This is the official repository for the NeurIPS 2025 paper "Towards Implicit Aggregation: Robust Image Representation for Place Recognition in the Transformer Era".
ImAge is an implicit aggregation method to get robust global image descriptors for visual place recognition, which neither modifies the backbone nor needs an extra aggregator. It only adds some aggregation tokens before a specific block of the transformer backbone, leveraging the inherent self-attention mechanism to implicitly aggregate patch features. Our method provides a novel perspective different from the previous paradigm, effectively and efficiently achieving SOTA performance.
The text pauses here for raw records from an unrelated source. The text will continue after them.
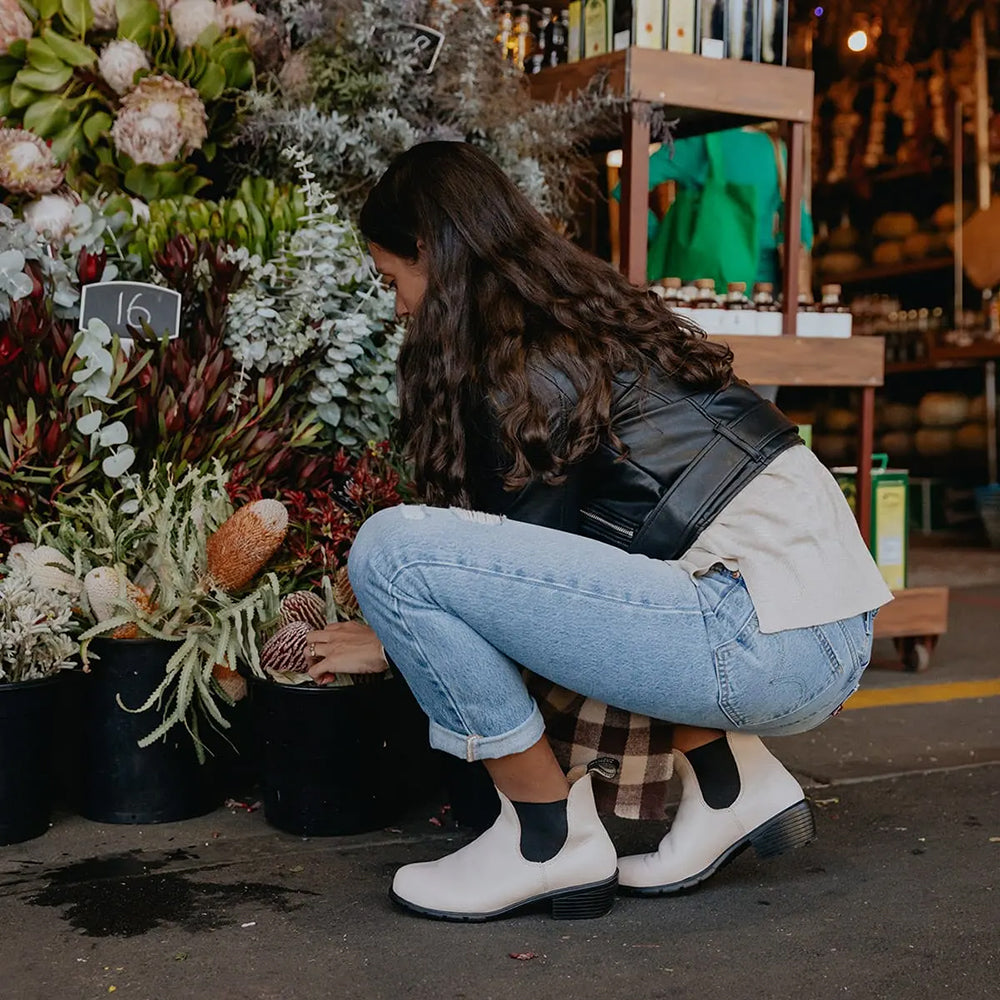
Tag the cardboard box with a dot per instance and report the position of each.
(889, 516)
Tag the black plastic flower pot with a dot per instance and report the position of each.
(27, 715)
(339, 760)
(126, 783)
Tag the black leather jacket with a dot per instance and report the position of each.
(689, 453)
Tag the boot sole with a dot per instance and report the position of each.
(582, 902)
(791, 828)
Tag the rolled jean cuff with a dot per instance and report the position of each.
(472, 748)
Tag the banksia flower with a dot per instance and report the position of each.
(285, 652)
(107, 589)
(303, 606)
(27, 165)
(343, 594)
(241, 547)
(230, 681)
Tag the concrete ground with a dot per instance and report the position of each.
(898, 898)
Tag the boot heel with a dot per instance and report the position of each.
(586, 903)
(791, 828)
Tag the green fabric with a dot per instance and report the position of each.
(747, 158)
(709, 232)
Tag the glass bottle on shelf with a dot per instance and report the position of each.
(736, 295)
(539, 55)
(672, 291)
(743, 30)
(681, 25)
(706, 297)
(830, 301)
(556, 51)
(505, 28)
(763, 297)
(523, 43)
(595, 28)
(712, 31)
(773, 33)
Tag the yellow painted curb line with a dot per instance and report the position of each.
(923, 694)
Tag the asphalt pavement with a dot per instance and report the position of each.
(898, 897)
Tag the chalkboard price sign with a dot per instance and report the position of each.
(428, 42)
(130, 305)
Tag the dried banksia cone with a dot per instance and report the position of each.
(303, 606)
(343, 594)
(241, 547)
(106, 589)
(230, 681)
(285, 651)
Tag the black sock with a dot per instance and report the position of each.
(543, 828)
(716, 771)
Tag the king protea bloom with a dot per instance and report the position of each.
(159, 121)
(120, 61)
(14, 24)
(27, 165)
(105, 14)
(191, 17)
(51, 215)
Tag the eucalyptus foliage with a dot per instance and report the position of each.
(318, 297)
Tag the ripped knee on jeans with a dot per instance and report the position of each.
(476, 516)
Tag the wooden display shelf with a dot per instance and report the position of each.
(915, 611)
(815, 361)
(887, 272)
(706, 94)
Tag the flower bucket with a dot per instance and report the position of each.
(337, 760)
(27, 715)
(123, 782)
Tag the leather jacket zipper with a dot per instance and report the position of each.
(618, 529)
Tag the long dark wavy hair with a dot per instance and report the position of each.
(503, 287)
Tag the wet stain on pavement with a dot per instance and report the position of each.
(127, 895)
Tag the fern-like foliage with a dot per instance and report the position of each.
(162, 548)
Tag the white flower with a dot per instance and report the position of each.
(105, 14)
(191, 17)
(51, 215)
(14, 24)
(160, 120)
(240, 16)
(120, 61)
(27, 165)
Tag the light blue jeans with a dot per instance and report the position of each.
(461, 601)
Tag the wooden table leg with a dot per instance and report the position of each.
(866, 434)
(635, 192)
(793, 224)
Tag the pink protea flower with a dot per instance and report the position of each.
(119, 62)
(105, 14)
(14, 24)
(27, 165)
(159, 121)
(191, 17)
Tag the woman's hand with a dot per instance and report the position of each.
(344, 648)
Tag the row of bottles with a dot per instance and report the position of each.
(701, 294)
(750, 30)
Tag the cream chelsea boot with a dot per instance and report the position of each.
(759, 804)
(491, 877)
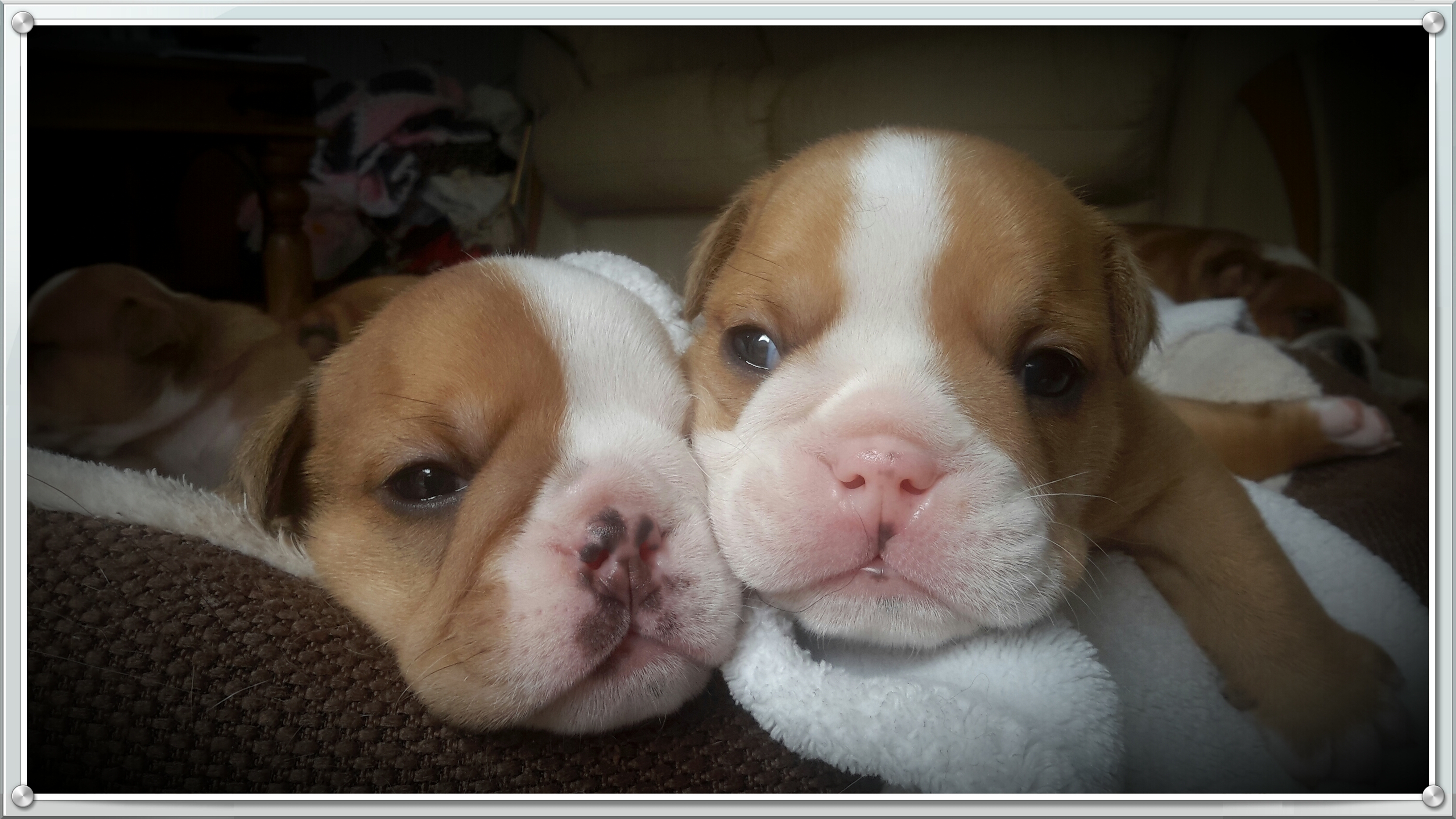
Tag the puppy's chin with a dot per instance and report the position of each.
(611, 700)
(916, 620)
(884, 621)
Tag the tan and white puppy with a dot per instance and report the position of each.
(494, 476)
(127, 372)
(1286, 298)
(918, 413)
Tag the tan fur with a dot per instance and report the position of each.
(1029, 266)
(110, 342)
(1191, 263)
(417, 385)
(487, 589)
(736, 276)
(1258, 441)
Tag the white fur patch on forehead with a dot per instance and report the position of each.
(898, 225)
(894, 234)
(618, 360)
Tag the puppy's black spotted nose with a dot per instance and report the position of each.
(619, 558)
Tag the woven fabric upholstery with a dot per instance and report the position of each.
(165, 664)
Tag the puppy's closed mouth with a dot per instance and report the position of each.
(876, 579)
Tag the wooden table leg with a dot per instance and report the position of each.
(287, 258)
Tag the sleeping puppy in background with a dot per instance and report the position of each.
(337, 317)
(494, 476)
(1288, 299)
(127, 372)
(916, 410)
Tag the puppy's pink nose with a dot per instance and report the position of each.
(619, 558)
(884, 479)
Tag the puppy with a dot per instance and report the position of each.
(494, 476)
(130, 373)
(334, 320)
(1292, 304)
(1286, 299)
(916, 410)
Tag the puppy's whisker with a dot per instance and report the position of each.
(1076, 495)
(1055, 481)
(410, 398)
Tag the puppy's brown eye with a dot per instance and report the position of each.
(1050, 373)
(424, 484)
(753, 346)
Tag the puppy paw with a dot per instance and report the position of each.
(1341, 732)
(1353, 426)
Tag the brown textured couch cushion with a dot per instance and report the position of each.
(1382, 502)
(165, 664)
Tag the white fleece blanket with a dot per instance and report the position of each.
(1033, 710)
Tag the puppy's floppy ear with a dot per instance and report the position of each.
(1130, 302)
(1235, 273)
(143, 327)
(267, 473)
(714, 248)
The difference between ImAge and the previous paradigm is shown in this figure:
To quickly use our model, you can use Torch Hub:
import torch
model = torch.hub.load("Lu-Feng/ImAge", "ImAge")
This repo follows the framework of GSV-Cities for training, and the Visual Geo-localization Benchmark for evaluation. You can download the GSV-Cities datasets HERE, and refer to VPR-datasets-downloader to prepare test datasets.
The test dataset should be organized in a directory tree as such:
├── datasets_vg
└── datasets
└── pitts30k
└── images
├── train
│ ├── database
│ └── queries
├── val
│ ├── database
│ └── queries
└── test
├── database
└── queries
Before training, you should download the pre-trained foundation model DINOv2-register(ViT-B/14) HERE.
python3 train.py --eval_datasets_folder=/path/to/your/datasets_vg/datasets --eval_dataset_name=pitts30k --backbone=dinov2 --freeze_te=8 --num_learnable_aggregation_tokens=8 --train_batch_size=120 --lr=0.00005 --epochs_num=20 --patience=20 --initialization_dataset=msls_train --training_dataset=gsv_cities --foundation_model_path=/path/to/pre-trained/dinov2_vitb14_reg4_pretrain.pth
If you don't have the MSLS-train dataset, you can also set --initialization_dataset=gsv_cities.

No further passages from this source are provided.